Das Landratsamt, das Bau- und Sanierungsarbeiten genehmigen muss, teilt mit, diese Gefahrenstoffe seien „im Rahmen der Sanierungsarbeiten durch eine Fachfirma ordnungsgemäß berücksichtigt und der entsprechende Abfall fachgerecht entsorgt“ worden. Die Arbeiten seien dem „Umweltamt auch ordnungsgemäß angezeigt und durch dieses freigegeben.“ Alles „ordnungsgemäß“ findet auch die Kreisbaugesellschaft. „Aufgrund des Baualters ist uns ein sensibler Umgang mit Gefahrenstoffen aus der Bauzeit sehr wichtig“, schreibt sie der taz.

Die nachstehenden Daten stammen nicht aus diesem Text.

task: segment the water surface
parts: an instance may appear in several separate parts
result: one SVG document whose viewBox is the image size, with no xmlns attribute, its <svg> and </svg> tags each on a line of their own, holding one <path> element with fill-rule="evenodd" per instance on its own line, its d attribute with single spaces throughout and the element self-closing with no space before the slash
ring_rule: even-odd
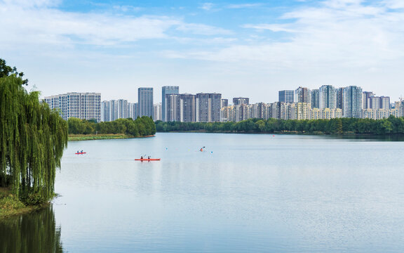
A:
<svg viewBox="0 0 404 253">
<path fill-rule="evenodd" d="M 296 135 L 69 142 L 55 227 L 69 252 L 401 252 L 403 151 Z"/>
</svg>

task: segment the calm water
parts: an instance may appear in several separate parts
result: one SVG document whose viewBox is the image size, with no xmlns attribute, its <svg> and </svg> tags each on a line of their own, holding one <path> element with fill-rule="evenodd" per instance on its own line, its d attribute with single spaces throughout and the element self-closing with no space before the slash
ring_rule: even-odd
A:
<svg viewBox="0 0 404 253">
<path fill-rule="evenodd" d="M 70 142 L 61 197 L 0 224 L 0 251 L 48 234 L 48 250 L 26 252 L 402 252 L 403 153 L 400 141 L 287 135 Z M 143 155 L 161 160 L 134 161 Z"/>
</svg>

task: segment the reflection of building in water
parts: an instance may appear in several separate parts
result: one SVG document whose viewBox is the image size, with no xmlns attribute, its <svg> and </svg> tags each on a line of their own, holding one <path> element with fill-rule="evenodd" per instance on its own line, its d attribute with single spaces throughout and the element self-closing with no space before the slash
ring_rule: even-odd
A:
<svg viewBox="0 0 404 253">
<path fill-rule="evenodd" d="M 0 252 L 62 252 L 52 206 L 0 222 Z"/>
</svg>

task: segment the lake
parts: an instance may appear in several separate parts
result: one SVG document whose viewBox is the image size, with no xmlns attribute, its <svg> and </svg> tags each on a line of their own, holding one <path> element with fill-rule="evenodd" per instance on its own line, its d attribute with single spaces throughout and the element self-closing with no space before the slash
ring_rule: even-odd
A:
<svg viewBox="0 0 404 253">
<path fill-rule="evenodd" d="M 299 135 L 69 142 L 60 196 L 0 223 L 0 251 L 402 252 L 403 152 Z"/>
</svg>

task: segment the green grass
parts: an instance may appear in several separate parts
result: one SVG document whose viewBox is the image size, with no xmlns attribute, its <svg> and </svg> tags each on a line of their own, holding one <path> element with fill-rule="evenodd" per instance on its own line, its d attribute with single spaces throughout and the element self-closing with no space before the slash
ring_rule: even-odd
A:
<svg viewBox="0 0 404 253">
<path fill-rule="evenodd" d="M 107 140 L 133 138 L 123 134 L 69 134 L 69 141 Z"/>
<path fill-rule="evenodd" d="M 90 140 L 108 140 L 130 138 L 152 137 L 154 136 L 136 136 L 124 134 L 69 134 L 69 141 L 90 141 Z"/>
<path fill-rule="evenodd" d="M 41 207 L 26 206 L 6 188 L 0 188 L 0 221 L 26 214 Z"/>
</svg>

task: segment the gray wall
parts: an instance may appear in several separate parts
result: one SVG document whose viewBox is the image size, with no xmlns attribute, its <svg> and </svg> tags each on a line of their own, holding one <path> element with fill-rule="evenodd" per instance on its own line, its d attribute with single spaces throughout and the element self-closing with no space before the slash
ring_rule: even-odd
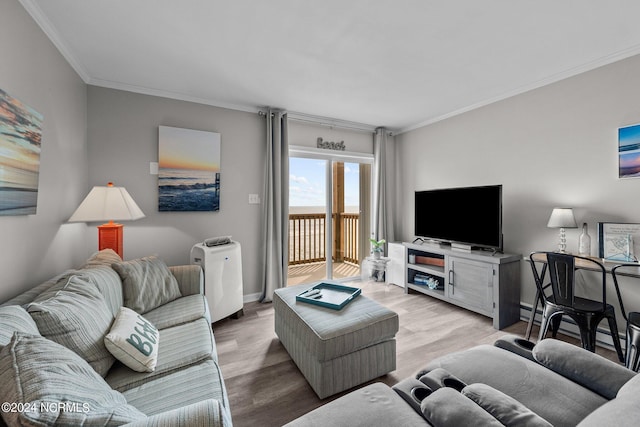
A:
<svg viewBox="0 0 640 427">
<path fill-rule="evenodd" d="M 0 216 L 0 301 L 86 258 L 86 86 L 15 0 L 0 2 L 0 88 L 44 116 L 38 209 Z"/>
<path fill-rule="evenodd" d="M 262 199 L 264 192 L 264 120 L 255 113 L 89 86 L 85 191 L 113 181 L 146 215 L 124 224 L 125 259 L 156 254 L 169 265 L 188 264 L 195 243 L 231 235 L 242 246 L 244 294 L 259 293 L 262 204 L 249 205 L 248 197 Z M 161 125 L 220 133 L 220 211 L 158 212 L 158 181 L 149 163 L 158 161 Z M 87 234 L 90 248 L 98 245 L 95 225 Z"/>
<path fill-rule="evenodd" d="M 414 237 L 415 190 L 502 184 L 505 251 L 556 249 L 558 230 L 547 220 L 554 206 L 569 206 L 588 223 L 597 255 L 597 222 L 640 222 L 640 179 L 617 171 L 617 130 L 640 122 L 639 100 L 636 56 L 398 135 L 400 236 Z M 567 230 L 571 252 L 579 233 Z M 530 304 L 524 263 L 521 287 Z"/>
</svg>

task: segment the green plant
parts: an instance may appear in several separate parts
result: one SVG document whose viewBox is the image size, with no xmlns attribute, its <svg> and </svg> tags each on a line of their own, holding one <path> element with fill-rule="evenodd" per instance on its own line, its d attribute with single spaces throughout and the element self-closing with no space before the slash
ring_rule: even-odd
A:
<svg viewBox="0 0 640 427">
<path fill-rule="evenodd" d="M 387 243 L 387 241 L 384 239 L 376 240 L 373 237 L 370 238 L 369 241 L 371 242 L 371 250 L 373 252 L 383 252 L 384 247 L 382 245 Z"/>
</svg>

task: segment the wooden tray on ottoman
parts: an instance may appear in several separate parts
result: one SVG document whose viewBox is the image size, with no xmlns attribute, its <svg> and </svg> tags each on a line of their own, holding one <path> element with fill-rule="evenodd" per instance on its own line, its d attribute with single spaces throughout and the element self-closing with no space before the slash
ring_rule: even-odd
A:
<svg viewBox="0 0 640 427">
<path fill-rule="evenodd" d="M 319 291 L 309 297 L 312 291 Z M 319 305 L 322 307 L 332 308 L 334 310 L 340 310 L 345 305 L 349 304 L 355 297 L 360 295 L 362 290 L 360 288 L 352 288 L 350 286 L 337 285 L 334 283 L 318 283 L 305 290 L 304 292 L 296 295 L 296 301 L 306 302 L 308 304 Z M 313 298 L 313 296 L 320 295 L 319 298 Z"/>
</svg>

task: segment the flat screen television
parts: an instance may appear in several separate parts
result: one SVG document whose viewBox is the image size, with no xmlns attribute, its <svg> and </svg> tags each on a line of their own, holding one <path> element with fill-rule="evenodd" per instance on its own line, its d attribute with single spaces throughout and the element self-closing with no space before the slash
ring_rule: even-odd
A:
<svg viewBox="0 0 640 427">
<path fill-rule="evenodd" d="M 416 191 L 415 234 L 502 251 L 502 185 Z"/>
</svg>

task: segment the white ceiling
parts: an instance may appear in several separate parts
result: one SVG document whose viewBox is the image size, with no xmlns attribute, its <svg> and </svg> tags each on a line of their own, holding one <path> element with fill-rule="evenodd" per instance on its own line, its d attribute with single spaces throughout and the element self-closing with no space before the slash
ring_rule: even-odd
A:
<svg viewBox="0 0 640 427">
<path fill-rule="evenodd" d="M 638 0 L 20 0 L 88 84 L 403 131 L 640 53 Z"/>
</svg>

Bei Maßnahmen im bewohnten Zustand „binden wir immer frühzeitig entsprechende Fachfirmen ein“.
Auf die allgemeine Nachfrage der taz beim zuständigen Gesundheitsamt im Kreis Tübingen, ob es üblich ist, bei asbestbelasteten Gebäuden im bewohnten Zustand zu modernisieren, heißt es, „dass jegliche Exposition gegenüber Asbestfasern im Rahmen von Sanierung oder Abbruch von asbesthaltigem Material für die Bewohner als auch die Handwerker vermieden werden muss“. Die Arbeiten und Schutzmaßnahmen richteten sich „je nach Bindung von Asbest im Material, daher sind unterschiedliche Maßnahmen gerechtfertigt.“ Das seien „jedoch technische Fragen, die nicht das Gesundheitsamt beantworten kann“.
Ob nun formal gerechtfertigt oder nicht – für Rozalija Fejsa und ihren Mann war das vorgeschlagene Gesamtszenario so oder so keine Option. „Mein Mann hat schweres Asthma und ich habe Probleme mit der Hüfte“, sagt sie. Vom Asbest wussten sie nichts, sagt sie. Die beiden beschlossen, eine Weile in ihrer alten Heimat Serbien zu verbringen. Sie ließen den Schlüssel bei der Nachbarin und kamen erst zurück, als die Bauarbeiten innerhalb der Wohnung abgeschlossen waren. „Da war Staub! Ich konnte auf den Möbeln schreiben, alles war dreckig“, sagt Rozalija Fejsa. Sie musste alles putzen.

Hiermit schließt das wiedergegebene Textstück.